Je veux cinquante choses en même temps,
Avec une angoisse de faim charnelle
J'aspire à un je ne sais quoi —
de façon bien définie à l'indéfini...
Je dors inquiet, je vis dans l'état de rêve anxieux
du dormeur inquiet, qui rêve à demi.
On a fermé sur moi toutes les portes abstraites et nécessaires,
on a tiré les rideaux de toutes les hypothèses que j'aurais pu
voir dans la rue,
il n'y a pas, dans celle que j'ai trouvée, le numéro qu'on m'avait
indiqué.
Je me suis éveillé à la même vie sur laquelle je m'étais endormi.

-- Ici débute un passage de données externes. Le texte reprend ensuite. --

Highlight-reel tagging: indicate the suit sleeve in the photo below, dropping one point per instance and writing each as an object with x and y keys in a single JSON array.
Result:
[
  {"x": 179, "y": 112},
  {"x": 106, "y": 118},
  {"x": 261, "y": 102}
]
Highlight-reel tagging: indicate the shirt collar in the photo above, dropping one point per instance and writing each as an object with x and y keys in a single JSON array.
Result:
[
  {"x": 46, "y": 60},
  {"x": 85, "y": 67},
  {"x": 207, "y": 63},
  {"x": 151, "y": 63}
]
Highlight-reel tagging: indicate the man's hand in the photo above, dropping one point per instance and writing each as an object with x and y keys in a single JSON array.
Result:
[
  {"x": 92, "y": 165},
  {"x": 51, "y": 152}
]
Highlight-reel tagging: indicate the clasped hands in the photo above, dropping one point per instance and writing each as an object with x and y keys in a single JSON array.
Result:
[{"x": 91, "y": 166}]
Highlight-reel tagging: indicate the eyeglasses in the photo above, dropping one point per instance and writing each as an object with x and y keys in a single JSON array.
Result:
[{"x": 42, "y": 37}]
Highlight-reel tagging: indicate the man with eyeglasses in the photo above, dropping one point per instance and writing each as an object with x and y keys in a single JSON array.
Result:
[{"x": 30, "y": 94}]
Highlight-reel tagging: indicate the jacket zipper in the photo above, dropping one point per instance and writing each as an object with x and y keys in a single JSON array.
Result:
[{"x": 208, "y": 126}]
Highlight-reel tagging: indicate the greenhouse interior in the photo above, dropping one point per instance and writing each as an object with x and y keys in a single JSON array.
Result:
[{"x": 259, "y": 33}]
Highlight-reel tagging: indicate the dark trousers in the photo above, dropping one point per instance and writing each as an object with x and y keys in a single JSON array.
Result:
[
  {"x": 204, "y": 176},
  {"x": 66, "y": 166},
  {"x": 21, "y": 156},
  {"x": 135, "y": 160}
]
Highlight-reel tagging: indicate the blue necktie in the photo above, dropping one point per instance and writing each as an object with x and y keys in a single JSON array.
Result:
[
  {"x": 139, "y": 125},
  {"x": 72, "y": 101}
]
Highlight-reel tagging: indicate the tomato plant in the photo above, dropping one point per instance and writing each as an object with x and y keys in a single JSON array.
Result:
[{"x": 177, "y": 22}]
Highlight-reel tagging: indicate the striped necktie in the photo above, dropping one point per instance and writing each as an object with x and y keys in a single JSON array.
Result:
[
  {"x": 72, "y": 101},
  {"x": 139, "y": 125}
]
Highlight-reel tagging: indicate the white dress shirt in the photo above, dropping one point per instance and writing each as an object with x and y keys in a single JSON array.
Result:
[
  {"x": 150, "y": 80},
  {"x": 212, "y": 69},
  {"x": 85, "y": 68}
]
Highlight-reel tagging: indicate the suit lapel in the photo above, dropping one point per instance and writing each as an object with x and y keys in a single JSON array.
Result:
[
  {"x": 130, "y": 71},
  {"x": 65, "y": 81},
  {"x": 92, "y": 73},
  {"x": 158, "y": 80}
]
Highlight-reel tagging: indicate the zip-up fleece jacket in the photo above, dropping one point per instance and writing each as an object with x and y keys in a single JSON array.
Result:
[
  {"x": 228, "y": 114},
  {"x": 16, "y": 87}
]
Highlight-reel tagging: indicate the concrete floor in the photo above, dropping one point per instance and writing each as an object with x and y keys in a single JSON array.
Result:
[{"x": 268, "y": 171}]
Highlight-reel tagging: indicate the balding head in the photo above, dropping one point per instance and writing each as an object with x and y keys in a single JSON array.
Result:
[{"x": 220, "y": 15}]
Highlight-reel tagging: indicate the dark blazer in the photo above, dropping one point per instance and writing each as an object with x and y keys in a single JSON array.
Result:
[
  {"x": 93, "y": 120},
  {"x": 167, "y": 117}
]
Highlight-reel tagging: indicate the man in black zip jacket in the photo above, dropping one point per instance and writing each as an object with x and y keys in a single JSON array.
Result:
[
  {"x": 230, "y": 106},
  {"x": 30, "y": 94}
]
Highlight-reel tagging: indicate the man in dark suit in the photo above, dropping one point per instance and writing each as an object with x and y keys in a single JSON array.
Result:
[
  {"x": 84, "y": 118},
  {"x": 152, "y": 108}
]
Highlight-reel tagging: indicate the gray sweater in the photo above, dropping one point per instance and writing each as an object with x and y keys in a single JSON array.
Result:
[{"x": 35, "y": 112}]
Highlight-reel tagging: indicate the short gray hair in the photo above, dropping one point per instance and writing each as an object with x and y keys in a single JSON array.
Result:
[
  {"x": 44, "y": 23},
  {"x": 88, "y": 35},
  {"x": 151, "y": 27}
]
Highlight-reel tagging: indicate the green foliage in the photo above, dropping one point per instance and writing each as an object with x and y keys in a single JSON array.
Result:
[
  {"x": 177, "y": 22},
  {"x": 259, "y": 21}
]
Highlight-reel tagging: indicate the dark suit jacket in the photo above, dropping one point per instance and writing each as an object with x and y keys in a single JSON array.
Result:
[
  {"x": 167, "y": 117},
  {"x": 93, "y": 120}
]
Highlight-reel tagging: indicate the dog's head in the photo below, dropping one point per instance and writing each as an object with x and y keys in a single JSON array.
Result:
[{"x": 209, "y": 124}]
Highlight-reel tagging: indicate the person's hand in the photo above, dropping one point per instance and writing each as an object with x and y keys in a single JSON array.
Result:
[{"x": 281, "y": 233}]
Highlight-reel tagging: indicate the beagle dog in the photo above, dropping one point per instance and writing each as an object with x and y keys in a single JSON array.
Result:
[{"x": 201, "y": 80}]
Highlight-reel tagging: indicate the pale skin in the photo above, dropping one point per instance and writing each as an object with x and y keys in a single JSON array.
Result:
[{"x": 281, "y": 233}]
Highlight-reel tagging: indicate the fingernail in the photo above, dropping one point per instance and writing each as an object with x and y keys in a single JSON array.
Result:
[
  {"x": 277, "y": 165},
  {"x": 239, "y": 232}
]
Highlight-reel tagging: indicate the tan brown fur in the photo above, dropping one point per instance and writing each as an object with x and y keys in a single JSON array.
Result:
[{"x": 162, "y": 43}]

Il n'est jusqu'aux armées que j'avais vues en songe qui n'aient été
mises en déroute.
Il n'est jusqu'à mes songes qui ne se soient sentis faux dans
l'instant où ils étaient rêvés.
Il n'est jusqu'à la vie de mes vœux — même cette vie là — dont
je ne sois saturé.
[...]
Lisbon revisited
Nada me prende a nada
Quero cinqüenta coisas ao mesmo tempo.
Anseio com uma angústia de fome de carne
O que não sei que seja _
Definidamente pelo indefinido...
Durmo irrequieto, e vivo num sonhar irrequieto
De quem dorme irrequieto, metade a sonhar.
Fecharam-me tôdas as portas abstratas e necessárias.
Correram cortinas de tôdas as hipóteses que eu poderia ver na rua.
Não há na travessa achada número de porta que me deram,
Acordei para a mesma vida para que tinha adormecido.
Até os meus exércitos sonhados sofreram derrota.
Até os meus sonhos se sentiram falsos ao serem sonhados.
Até a vida só desejada me farta — até essa vida...
Fernando Pessoa, Poésies d'Alvaro de Campos [Poesias de Alvaro de Campos], traduit du portugais et préfacé par Armand Guibert, "Du Monde entier", Gallimard, 1968, p. 67 et 66.